Era el mismo presidente Bush que a principios de abril y contra la costumbre protocolar asistió al funeral de Juan Pablo II. Le acompañaron la señora Laura, la señorita Condoleezza y los reyes de España, entre otros. Se le vio devoto, contrito y compungido como si estuviera al vilo de un ataque de renacer espiritual como el que le dio hace años en una playa de Nueva Inglaterra cuando de díscolo aficionado a los placeres mundanos se tornó de golpe en ejemplo de buen comportamiento. En los últimos meses, el Bush converso, metodista ejemplar, se fue apegando más y más al voto católico. De allí tal vez su presencia en la luctuosa ceremonia vaticana. Se intuía en el conmovido presidente de los gringos, un espíritu abierto a acoger a cuantos, no importa su procedencia, se acerquen para aplaudir sus escasos pensamientos y comulgar con sus muchos prejuicios.

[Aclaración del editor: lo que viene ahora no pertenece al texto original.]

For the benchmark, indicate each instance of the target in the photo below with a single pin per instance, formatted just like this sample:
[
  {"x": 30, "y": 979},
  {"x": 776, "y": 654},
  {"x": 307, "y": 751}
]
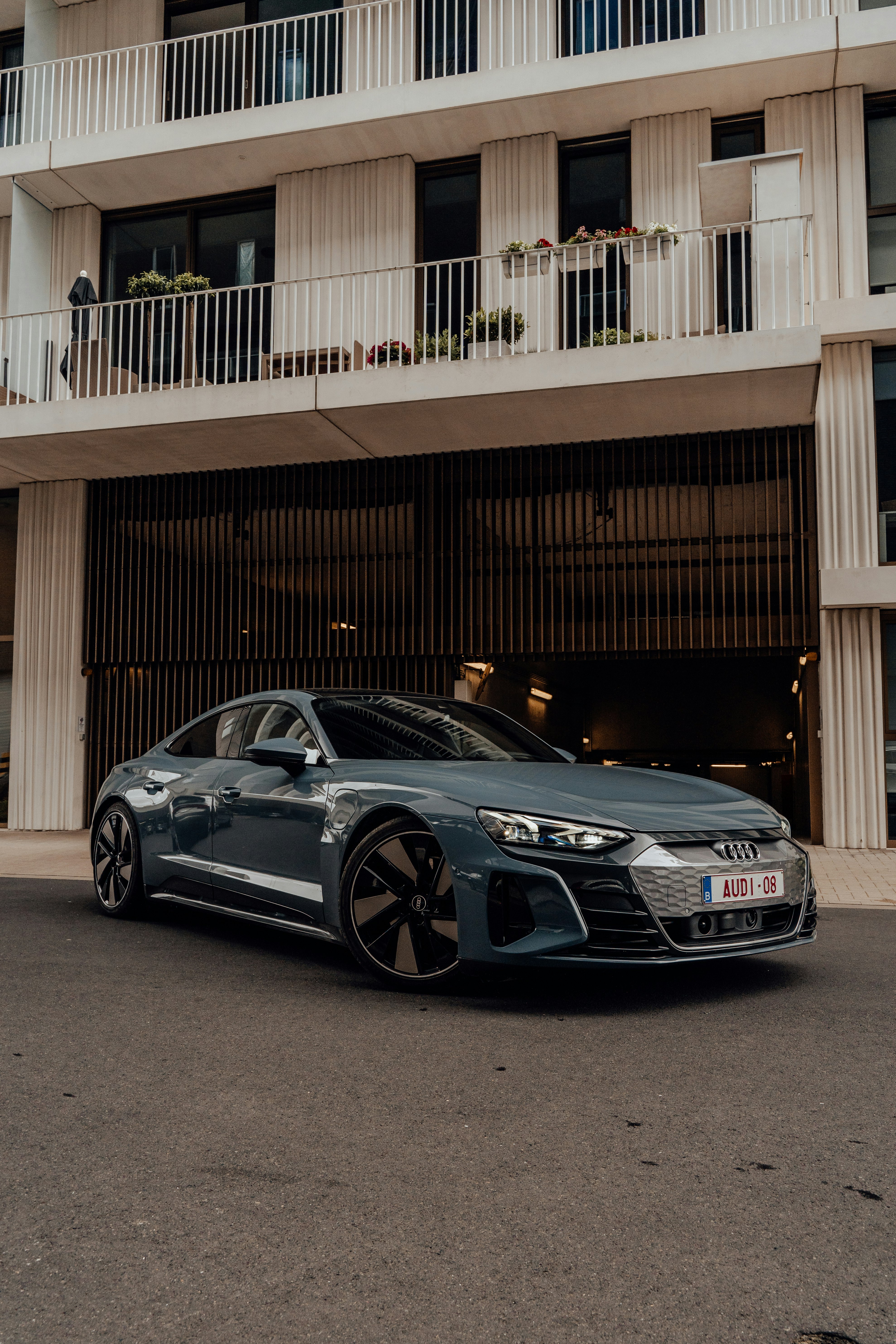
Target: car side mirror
[{"x": 279, "y": 752}]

Es grato sentirnos cobijados por la fe y el espíritu ecuménico en nuestro tiempo tan lleno de exclusiones, marginados y proscritos. El gobierno del presidente de los gringos ha emprendido un esfuerzo despiadado para trasladar a instituciones religiosas de todas las denominaciones parte apreciable de la incómoda carga financiera de los programas sociales. Las iglesias, a su vez, han derramado copiosas bendiciones en forma de votos para reelegir a su benefactor. Una de ellas acaba de echar de su seno generoso a nueve feligreses que se atrevieron a votar por John Kerry el otoño pasado.

La alianza entre los clérigos y el mandatario ofrece una oportunidad histórica para borrar las fronteras entre Estado e iglesia y aún tal vez para lograr el ideal de los conservadores de avanzada, la privatización del gobierno. Todo lo cual sería de inmensa ayuda para los pobres, que recibirían de su fe la fortaleza para soportar sus calamidades y de su gobierno la teoría de que el sector privado puede ser más eficaz que el público para atender a sus necesidades.

Se comprueba una vez más que lo importante no es resolver los problemas sino aparentar que se los resuelve ya que la nueva estrategia no impide que el número de pobres siga aumentando con impresionante rapidez, a la vez que permite a los que no son pobres dirigir su capacidad creativa a asuntos de mayor relevancia.